É um show de variedades, neste sentido pode-se dizer que lembra
até os velhos filmes da Atlântida, uma sequência
de números musicais. Só que ao contrário destes,
se volta para a criança. E que hoje esta seja antes de mais nada
um consumidor é muito triste.
O oposto exato disso tudo está
no Castelo Rá-Tim-Bum. O filme de Cao Hamburguer se opõe
a esta objetificação da criança em todos os seus
aspectos. Ele vem de uma noção de televisão por
si só diferente, nas chamadas televisões educativas. Por
isso mesmo tem preocupações outras que não a venda.
E, mesmo sendo baseada num programa de TV consagrado, quer pensar um
formato que seja específico do cinema, e aí a diferença
em relação ao Xuxa Requebra é completa.
Não se repete um formato televisivo, mas sim uma concepção
de lidar com o público infantil. No entanto se compreende o fenômeno
do cinema como algo diverso da televisão, e se investe nisso.
Não por acaso os personagens do Castelo não têm
televisão em casa...
Por isso, o Castelo tem uma
direção de arte gigantesca e fantasiosa que cria seu próprio
mundo. Traz idéias do programa de TV, mas as desenvolve de forma
diferente e mais específica da utilização do cinema.
Usa a câmera do cinema, os elementos da linguagem, os movimentos,
o foco, os efeitos visuais, sabendo que ao fazê-lo não
se está lidando com valores que a criança não perceba.
Embora a criança não saiba o que é uma passagem
de foco, ela sofre os efeitos de percepção que cada um
destes expedientes cria. Porque eles pedem e criam uma impressão
especificamente ligada ao sonho, a imaginação, ao cinema.
O cinema sempre esteve ligado a estas áreas da mente infantil.
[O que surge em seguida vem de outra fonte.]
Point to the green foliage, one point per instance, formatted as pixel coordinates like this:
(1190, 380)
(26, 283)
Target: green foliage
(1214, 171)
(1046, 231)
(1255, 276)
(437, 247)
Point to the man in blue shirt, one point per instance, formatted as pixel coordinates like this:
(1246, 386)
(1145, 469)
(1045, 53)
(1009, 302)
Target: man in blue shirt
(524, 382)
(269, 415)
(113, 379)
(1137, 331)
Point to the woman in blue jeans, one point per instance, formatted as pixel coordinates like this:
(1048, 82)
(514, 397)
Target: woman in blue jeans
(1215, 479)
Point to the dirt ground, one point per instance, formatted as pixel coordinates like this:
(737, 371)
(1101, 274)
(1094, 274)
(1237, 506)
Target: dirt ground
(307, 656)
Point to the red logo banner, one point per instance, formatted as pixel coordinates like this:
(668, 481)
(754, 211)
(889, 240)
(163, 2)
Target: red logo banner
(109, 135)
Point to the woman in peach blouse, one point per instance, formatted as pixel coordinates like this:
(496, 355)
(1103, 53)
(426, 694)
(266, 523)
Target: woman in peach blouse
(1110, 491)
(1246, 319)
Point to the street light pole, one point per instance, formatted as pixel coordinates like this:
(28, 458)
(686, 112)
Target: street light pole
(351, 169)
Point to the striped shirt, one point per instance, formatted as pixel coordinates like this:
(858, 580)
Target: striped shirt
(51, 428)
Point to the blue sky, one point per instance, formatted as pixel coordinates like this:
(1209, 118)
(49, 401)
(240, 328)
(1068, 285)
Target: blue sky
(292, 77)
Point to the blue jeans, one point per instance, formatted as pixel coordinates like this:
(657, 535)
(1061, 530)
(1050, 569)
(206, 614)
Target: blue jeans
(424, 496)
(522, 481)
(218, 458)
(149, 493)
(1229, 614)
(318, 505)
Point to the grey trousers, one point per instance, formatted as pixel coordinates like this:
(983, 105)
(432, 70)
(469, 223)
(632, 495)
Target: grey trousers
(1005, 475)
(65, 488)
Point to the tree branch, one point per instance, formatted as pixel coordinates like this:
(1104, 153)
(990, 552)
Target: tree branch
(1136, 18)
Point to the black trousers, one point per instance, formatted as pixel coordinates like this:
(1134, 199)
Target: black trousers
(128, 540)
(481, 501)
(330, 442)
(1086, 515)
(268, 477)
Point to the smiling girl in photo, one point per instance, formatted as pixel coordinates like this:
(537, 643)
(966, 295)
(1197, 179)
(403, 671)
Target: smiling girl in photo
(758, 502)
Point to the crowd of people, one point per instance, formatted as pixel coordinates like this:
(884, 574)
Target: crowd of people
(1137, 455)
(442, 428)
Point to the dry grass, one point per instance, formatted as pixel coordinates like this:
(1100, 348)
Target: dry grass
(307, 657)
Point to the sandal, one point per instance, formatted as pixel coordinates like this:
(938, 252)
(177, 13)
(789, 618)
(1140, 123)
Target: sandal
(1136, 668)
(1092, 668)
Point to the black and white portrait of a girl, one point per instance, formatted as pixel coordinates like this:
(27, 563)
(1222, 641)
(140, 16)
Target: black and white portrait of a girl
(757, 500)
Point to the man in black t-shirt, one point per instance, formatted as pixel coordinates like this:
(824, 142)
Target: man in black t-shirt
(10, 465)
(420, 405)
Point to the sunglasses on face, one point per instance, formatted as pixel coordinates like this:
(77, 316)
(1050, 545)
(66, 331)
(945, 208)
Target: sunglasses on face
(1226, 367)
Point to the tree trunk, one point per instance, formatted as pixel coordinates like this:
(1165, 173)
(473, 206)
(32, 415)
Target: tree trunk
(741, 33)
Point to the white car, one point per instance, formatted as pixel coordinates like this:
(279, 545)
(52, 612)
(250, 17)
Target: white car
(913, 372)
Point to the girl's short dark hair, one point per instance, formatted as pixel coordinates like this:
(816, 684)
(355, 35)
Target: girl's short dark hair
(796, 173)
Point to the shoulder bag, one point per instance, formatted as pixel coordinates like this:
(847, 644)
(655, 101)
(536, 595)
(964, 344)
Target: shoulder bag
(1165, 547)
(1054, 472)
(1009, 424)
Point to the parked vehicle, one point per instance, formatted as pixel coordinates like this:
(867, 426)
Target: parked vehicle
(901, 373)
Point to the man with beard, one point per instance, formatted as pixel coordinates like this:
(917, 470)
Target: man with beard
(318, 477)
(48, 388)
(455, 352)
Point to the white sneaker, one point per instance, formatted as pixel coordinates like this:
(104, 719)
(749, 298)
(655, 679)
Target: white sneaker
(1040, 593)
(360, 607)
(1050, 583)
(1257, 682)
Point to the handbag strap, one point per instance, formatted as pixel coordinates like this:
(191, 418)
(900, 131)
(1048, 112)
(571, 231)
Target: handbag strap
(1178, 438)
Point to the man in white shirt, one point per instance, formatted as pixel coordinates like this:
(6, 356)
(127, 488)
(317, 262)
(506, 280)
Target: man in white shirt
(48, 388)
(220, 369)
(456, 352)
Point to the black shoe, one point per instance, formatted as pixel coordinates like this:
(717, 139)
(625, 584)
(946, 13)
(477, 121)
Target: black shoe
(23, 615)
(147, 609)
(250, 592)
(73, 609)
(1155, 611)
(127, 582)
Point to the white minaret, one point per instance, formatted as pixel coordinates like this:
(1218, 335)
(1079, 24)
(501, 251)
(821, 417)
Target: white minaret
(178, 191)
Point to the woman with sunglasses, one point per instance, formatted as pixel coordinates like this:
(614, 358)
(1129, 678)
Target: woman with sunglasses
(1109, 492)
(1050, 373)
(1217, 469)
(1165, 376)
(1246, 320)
Portanto o Castelo pede esta imersão das crianças,
enquanto Xuxa fala de dispersão, o signo da TV. Castelo
tem uma trilha grandiosa, que ao invés de vender canções,
quer fazer com que a criança embarque com mais profundidade na
viagem.
Não por acaso o filme começa
com uma tela preta, em cima da qual ouvimos: "Meu nome é Nino,
e vou contar uma história...". O clássico formato do conto
de fadas, que já começa a incitar a fantasia infantil.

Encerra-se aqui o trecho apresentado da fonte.